I’d tend to agree with Ms. Bullock. The daunting “El Niño” doesn’t get performed often, which is a shame because it may be the peak of Mr. Adams and Mr. Sellars’s partnership: the awesome choral and orchestral writing of “Nixon in China,”and a poignant found-text libretto that shows a restraint lacking in later operas like “Doctor Atomic” and “Girls of the Golden West.”
The abbreviated “El Niño,” however, showcases just a slice of the work’s greatness. Gone are the choruses and some of the most earthshaking instrumental passages. What remains are about a dozen of the oratorio’s more meditative and lyrical numbers that dramatically streamline the Nativity story.

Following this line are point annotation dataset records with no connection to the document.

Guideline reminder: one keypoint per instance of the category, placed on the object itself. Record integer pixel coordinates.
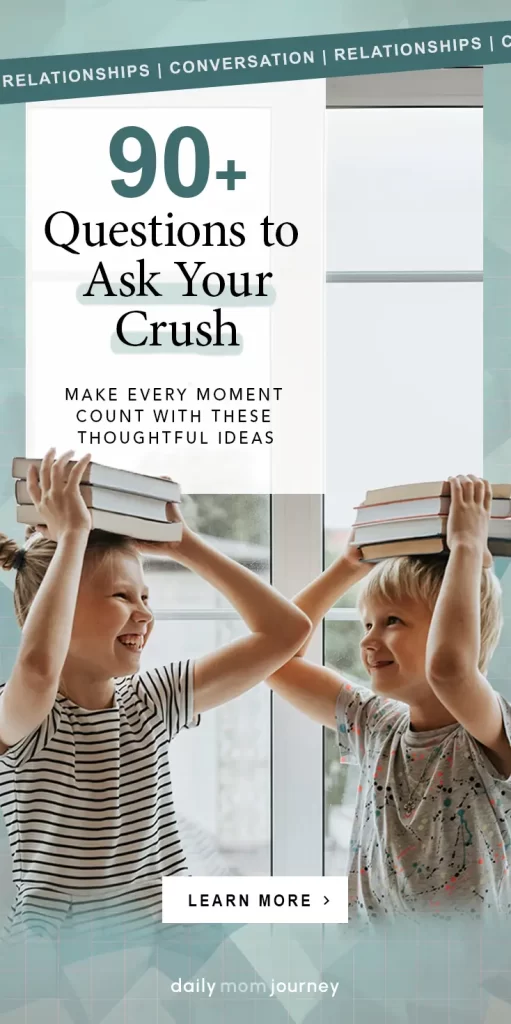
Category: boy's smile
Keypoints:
(393, 648)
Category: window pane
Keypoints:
(397, 413)
(221, 770)
(236, 524)
(405, 188)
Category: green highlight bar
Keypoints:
(170, 68)
(171, 294)
(168, 346)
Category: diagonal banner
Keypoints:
(170, 68)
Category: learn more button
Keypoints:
(255, 900)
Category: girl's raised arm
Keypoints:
(278, 628)
(30, 693)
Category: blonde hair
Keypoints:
(32, 562)
(420, 580)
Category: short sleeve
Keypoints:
(171, 690)
(484, 763)
(363, 720)
(28, 747)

Some of the sections were spoken where they used to be sung, giving Friday’s performance the feel of a Catholic Mass’s readings and responses. The concert began with Ms. Bullock, standing under an apse depicting the Archangel Gabriel’s annunciation to Mary, reciting an English translation of Rosaria Castellanos’s poem “La Anunciación” over a cello drone. Joined by the mezzo-soprano J’nai Bridges, she sang “Se habla de Gabriel,” a melodic duet with a coda by the bass-baritone Davoné Tines.
With these three singers, “El Niño” was in safe hands. So they were well equipped to navigate Mr. Adams’s vocal music: its exquisite and enveloping lyricism, but also the way it treats syllables as musical notes to be repeated and rearranged, creating an entire breathless passage from a single word. (The fourth soloist was the countertenor Anthony Roth Costanzo.)
Ms. Bullock put together the concert with help from the formidable American Modern Opera Company which supplied instrumentalists. (She is a member, as are Mr. Tines and Mr. Costanzo.) While “El Niño” reclaims the Nativity story for women — shifting the focus to Mary and motherhood, and incorporating texts by female poets from Latin America — Ms. Bullock went a step further by bringing the piece, and performers of color, to a space typically associated with European history and power.